|Cosmetic and Reconstructive Surgery “Notification”
||When Cosmetic and Reconstructive Surgery is covered section updated to state “Treatment of a keloid is considered medically necessary when there is documented evidence of significant functional impairment related to the keloid and the treatment can be reasonably expected to improve the functional impairment. Treatment of a keloid with superficial radiation therapy up to 3 fractions is considered medically necessary as adjunct therapy following surgical excision initiated within 3 days when the medically necessary criteria for keloid removal are met.” Billing/Coding section updated to include code 77401. Medical Director review 9/2021. Notification given 10/19/2021 for effective date 1/1/2022.
|Cryoablation for Chronic Rhinitis “Notification”
||New policy issued. Cryoablation for Chronic Rhinitis is considered investigational. Policy noticed 10/19/2021 for policy effective date 1/1/2022.
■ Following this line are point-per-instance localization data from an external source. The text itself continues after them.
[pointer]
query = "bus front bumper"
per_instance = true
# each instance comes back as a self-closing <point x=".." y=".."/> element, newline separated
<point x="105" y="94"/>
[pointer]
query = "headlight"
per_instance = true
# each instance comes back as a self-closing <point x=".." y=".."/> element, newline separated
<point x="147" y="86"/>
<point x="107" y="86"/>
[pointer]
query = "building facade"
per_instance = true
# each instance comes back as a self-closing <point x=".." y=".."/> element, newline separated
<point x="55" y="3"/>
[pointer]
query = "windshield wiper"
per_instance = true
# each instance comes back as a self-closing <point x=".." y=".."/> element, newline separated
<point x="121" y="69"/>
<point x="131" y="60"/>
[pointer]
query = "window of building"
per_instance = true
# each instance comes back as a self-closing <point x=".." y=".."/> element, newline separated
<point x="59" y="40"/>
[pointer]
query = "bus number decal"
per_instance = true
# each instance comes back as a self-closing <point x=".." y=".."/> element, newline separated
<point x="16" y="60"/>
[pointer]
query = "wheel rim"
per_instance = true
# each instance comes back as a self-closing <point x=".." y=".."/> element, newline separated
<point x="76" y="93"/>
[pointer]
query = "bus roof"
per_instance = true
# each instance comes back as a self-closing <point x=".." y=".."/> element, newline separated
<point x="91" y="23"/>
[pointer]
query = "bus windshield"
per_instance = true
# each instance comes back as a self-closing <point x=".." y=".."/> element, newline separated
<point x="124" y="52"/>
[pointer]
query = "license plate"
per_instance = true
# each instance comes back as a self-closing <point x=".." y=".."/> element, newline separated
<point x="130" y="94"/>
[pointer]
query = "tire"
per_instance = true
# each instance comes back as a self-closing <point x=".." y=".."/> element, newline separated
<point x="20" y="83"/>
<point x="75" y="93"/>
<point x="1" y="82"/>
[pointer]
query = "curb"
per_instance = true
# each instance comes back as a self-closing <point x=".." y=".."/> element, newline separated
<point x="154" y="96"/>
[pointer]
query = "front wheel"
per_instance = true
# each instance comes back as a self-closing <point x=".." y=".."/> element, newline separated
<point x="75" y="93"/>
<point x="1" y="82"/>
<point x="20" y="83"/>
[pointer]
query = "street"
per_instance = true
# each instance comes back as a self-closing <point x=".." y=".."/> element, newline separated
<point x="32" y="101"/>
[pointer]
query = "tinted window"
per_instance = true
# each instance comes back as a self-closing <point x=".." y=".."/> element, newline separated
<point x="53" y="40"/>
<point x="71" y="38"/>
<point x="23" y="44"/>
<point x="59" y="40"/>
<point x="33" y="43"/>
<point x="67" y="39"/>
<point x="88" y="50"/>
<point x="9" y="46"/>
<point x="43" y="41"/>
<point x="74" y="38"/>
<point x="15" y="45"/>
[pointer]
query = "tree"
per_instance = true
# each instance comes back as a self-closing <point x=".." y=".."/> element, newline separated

|Facet Joint Denervation “Notification”
||Updated Policy Guidelines item # 2c. Removed “and that documents the presence of facet disease;” Updated Policy Guidelines item #4.” A trial of two controlled medial branch block or facet injection with either a local anesthetic or combined local anesthetic and steroid under live fluoroscopic guidance that has resulted in at least a 70% reduction in pain for the duration of the expected injection”. Notification 10/19/2021 for effective date 1/1/2022.
|Lumbar Spine Fusion Surgery “Notification”
||Medical Director review. Reference added. The following note added to the When Covered section: “For non-emergent procedures that include fusion, it is required that the surgical candidate refrain from smoking/nicotine for at least six weeks prior to surgery and during the time of healing. Attestation from the performing provider is required”. Notification given 10/19/2021 for policy effective date 1/1/2022.
|Spinal Cord and Dorsal Root Ganglion Stimulation “Notification”
||Reference added. Policy Guidelines updated. Policy statement updated to add Dorsal Root Ganglion Stimulation trial to criteria for permanent coverage. Dorsal Root Ganglion Stimulation added to item B. in When Not Covered section. Policy noticed 10/19/2021 for effective date 1/1/2022.